Nuuk and Maarit | Episode Three


“Wha… where are you?” Maarit’s words burst from her throat in crystal bubbles of confusion.

Brass trumpets accompanied by the percussion of sheet metal hi-hats and splash, a calliope of rattletrap crowing and thin tin-bells ringing.  Indeed, it was time…time to wake up.

And there was Marrit’s alarm clock turning gears, the mainspring unwinding, the arbor rotating and the little red ballerina dancing across the rough surface of her bedside table.  As the clock continued its jig, Maarit lay there fatigued and confused, unable to focus her eyes.  Tucked dry in her bed.

The time of her journey slipped by in the night, passed her glass of water and then off her nightstand and onto the floor where it continued its dance.  Maarit, finding it difficult to rise, the sun was there first.  She remained under the deep sea of blue blankets, weighty on top of her bed.

Good morning. Words to herself with a sigh, words in her head. Stretching out a bare arm and reaching for the floor to stifle the new day’s reminder, as it continued to waltz.  Maarit stared at the pale skin of her hand. There were no scales or webbed fingers, no nails, and no hooks.  Just the look of skin spending too much time in the bathtub.

Early morning sunshine has a reach of its own. The rays knowing the way to the gaps in her blinds and the fingers of sunshine pried the slats open a moment at a time. With the room illuminated, Maarit knew for sure, she was home. It had all been a dream, a trick of the night, a play of her mind.  The curtains had closed, but now they were rising.

From the bookshelves and shadow boxes mounted on the bedroom walls, a little girl’s toys remained frozen, caught in the act, caught in the light, caught in an alarm clock dance of their own.  A wild horse with its tail braided, balancing on its back legs, kicking the sky. Books of adventure, and books of great lost islands and caves.

Books of sea-creatures, stories her mother read to her, over and over, the stuff of her imagination. And a picture of her grandmother holding her warmly, Maarit turning three, a grandmother’s delight.  Several dolls long forgotten, that had played well in their day, now living in the margins of yesterday’s fancy, keeping their doll eyes locked on the horse.  If the dolls could speak, they would have told Maarit that the horse was alive.  A wooden sailboat, lateen puffed out full and proud as this little girl’s dreams.

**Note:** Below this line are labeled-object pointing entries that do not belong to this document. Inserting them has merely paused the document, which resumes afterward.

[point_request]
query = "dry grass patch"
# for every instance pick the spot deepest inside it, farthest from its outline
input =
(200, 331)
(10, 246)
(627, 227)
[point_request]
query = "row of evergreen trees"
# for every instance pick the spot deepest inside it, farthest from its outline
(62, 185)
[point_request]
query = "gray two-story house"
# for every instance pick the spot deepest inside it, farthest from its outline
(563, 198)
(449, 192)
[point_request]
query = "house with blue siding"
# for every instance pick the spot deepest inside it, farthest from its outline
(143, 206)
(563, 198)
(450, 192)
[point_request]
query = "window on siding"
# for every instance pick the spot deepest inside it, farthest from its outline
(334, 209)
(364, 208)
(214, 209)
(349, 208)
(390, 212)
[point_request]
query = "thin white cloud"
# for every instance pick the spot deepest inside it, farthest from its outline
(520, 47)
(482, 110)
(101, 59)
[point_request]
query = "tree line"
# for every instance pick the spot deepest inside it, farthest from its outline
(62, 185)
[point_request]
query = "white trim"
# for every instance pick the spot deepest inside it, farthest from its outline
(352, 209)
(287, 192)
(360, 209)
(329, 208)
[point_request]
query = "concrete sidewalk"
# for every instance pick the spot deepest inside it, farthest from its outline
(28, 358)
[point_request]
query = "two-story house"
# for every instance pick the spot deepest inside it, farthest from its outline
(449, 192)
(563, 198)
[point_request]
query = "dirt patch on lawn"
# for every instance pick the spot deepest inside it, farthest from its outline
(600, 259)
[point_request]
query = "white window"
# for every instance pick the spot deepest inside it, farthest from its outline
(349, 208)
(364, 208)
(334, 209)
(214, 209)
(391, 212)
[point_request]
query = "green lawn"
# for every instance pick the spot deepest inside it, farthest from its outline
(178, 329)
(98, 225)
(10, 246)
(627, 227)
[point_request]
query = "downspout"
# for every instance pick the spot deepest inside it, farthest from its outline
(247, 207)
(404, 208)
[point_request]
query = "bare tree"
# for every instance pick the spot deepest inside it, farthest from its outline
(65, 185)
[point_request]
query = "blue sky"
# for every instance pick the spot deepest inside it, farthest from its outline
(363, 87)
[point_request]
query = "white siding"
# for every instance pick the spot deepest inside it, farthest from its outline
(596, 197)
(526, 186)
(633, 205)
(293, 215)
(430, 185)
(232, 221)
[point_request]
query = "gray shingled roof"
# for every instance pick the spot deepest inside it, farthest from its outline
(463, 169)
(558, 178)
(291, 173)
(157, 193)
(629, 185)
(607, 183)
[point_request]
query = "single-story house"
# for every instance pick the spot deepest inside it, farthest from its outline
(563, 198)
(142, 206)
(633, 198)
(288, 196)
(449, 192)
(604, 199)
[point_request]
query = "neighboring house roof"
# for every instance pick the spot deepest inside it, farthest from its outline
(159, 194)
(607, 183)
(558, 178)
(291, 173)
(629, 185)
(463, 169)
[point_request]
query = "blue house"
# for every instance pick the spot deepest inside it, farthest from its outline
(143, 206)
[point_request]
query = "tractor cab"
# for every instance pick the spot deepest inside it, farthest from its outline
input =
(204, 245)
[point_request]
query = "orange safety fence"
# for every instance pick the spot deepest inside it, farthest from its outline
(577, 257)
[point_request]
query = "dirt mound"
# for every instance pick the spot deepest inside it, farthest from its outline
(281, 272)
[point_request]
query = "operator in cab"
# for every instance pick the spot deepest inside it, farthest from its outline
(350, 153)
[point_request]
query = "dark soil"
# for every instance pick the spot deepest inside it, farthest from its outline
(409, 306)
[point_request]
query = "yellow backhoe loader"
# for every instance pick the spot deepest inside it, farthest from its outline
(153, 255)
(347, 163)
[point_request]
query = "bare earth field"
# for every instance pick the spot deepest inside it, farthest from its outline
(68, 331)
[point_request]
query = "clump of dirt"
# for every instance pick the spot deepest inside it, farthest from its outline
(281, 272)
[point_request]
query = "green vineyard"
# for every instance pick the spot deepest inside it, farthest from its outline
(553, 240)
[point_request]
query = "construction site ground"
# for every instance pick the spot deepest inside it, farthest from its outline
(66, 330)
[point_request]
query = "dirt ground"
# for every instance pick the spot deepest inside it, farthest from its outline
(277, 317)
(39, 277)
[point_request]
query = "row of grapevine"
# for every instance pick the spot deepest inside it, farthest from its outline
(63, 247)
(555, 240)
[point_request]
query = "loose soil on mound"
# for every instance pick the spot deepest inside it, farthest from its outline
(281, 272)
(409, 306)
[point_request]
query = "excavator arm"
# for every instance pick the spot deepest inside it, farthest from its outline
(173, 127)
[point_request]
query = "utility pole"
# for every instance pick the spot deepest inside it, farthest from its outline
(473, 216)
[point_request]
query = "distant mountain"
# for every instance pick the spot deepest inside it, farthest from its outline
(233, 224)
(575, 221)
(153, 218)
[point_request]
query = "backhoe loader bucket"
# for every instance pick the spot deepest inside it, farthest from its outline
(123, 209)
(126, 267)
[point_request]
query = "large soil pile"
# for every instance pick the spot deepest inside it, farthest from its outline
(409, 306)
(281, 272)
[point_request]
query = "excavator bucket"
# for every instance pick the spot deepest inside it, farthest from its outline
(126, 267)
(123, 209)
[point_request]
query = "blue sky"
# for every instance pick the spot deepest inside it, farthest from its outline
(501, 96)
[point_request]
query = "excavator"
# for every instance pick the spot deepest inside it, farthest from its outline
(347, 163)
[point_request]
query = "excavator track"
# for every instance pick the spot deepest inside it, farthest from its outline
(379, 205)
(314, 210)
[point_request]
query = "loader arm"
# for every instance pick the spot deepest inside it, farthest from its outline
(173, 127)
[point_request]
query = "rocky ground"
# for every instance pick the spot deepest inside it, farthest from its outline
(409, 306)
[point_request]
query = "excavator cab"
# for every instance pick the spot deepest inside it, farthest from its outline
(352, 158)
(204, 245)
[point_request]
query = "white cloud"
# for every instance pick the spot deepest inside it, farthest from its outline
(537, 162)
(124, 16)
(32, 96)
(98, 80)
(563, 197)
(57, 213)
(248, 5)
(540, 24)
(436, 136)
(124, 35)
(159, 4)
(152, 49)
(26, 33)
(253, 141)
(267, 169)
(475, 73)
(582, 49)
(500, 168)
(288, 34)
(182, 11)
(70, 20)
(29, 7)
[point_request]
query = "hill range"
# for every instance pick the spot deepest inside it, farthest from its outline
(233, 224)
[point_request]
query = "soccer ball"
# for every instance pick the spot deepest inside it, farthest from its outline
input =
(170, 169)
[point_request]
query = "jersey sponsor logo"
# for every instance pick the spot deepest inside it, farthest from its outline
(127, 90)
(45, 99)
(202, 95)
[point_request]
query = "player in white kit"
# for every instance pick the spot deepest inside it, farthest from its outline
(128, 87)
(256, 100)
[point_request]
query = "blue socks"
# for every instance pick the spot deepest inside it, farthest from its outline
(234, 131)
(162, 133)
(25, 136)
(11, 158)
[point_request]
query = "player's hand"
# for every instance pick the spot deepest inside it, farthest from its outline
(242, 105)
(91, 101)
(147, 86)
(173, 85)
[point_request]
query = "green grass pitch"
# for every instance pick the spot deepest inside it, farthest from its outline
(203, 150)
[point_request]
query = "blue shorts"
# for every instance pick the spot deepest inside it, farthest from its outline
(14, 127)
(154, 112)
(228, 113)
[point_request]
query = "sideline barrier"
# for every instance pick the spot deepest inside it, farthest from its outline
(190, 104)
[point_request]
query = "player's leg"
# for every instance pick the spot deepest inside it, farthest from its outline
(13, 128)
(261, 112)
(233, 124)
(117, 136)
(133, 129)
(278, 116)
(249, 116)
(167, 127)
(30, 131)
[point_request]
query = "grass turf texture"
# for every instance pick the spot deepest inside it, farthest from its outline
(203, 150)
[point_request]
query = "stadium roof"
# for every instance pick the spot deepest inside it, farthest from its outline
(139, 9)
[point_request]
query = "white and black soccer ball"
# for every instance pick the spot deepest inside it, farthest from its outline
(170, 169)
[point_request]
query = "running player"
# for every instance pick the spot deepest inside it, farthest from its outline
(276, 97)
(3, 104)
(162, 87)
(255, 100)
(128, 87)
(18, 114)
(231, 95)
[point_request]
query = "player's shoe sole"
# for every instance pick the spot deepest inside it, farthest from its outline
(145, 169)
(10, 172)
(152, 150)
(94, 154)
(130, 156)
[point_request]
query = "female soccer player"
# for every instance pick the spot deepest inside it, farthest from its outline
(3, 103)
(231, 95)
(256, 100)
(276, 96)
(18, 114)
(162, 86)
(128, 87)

But it was the droplets of water tracing the line of the keel that caught Maarit’s eye, and the puddle of water that was accumulating on the wooden planks of the bedroom floor.  Outlined by a ring of fine ice.  And if the dolls could speak, they would have told Maarit they had been for a ride.

“Good morning Maa…” This time the sunshine was splashing from the opening of Maarit’s bedroom door.  Her mother went silent, head and neck cocked in query, observing the wet patch that was spreading across the floor.  A wet patch where no wet patch should be.  Ice where no ice should be.

“Now Maarit that’s the last…” Tone a warning, that caught in her throat, as she considered the contents of the glass on the side table.  The glass was still there, still there where she placed it the previous night. The glass filled with water and filled to the brim and reflecting the light.

Maarit’s mother was kneeling to examine the puddle when she felt the first breeze.  The breeze wrapping around her bare ankles and ruffling the frills of her housecoat.  A frosty chill filled the room, the scent of the sea catching her nose. And with the tips of her fingers, she broke the surface tension of the tiny pool, finding it ice-cold, and she shivered.

“It wasn’t me I didn’t do it,” whispered Maarit.

Salt. Removing her wet fingers from the pink of her lips, and she tested again with the tip of her tongue. Knowing, now believing Maarit was telling the truth.

“Where did you say he is from?”

Maarit’s dreamy eyes drifted to the paper stars she had taped to her ceiling.  But the next words from Maarit startled and frightened them both.

 “Help me, please help me, I’m caught in their net.”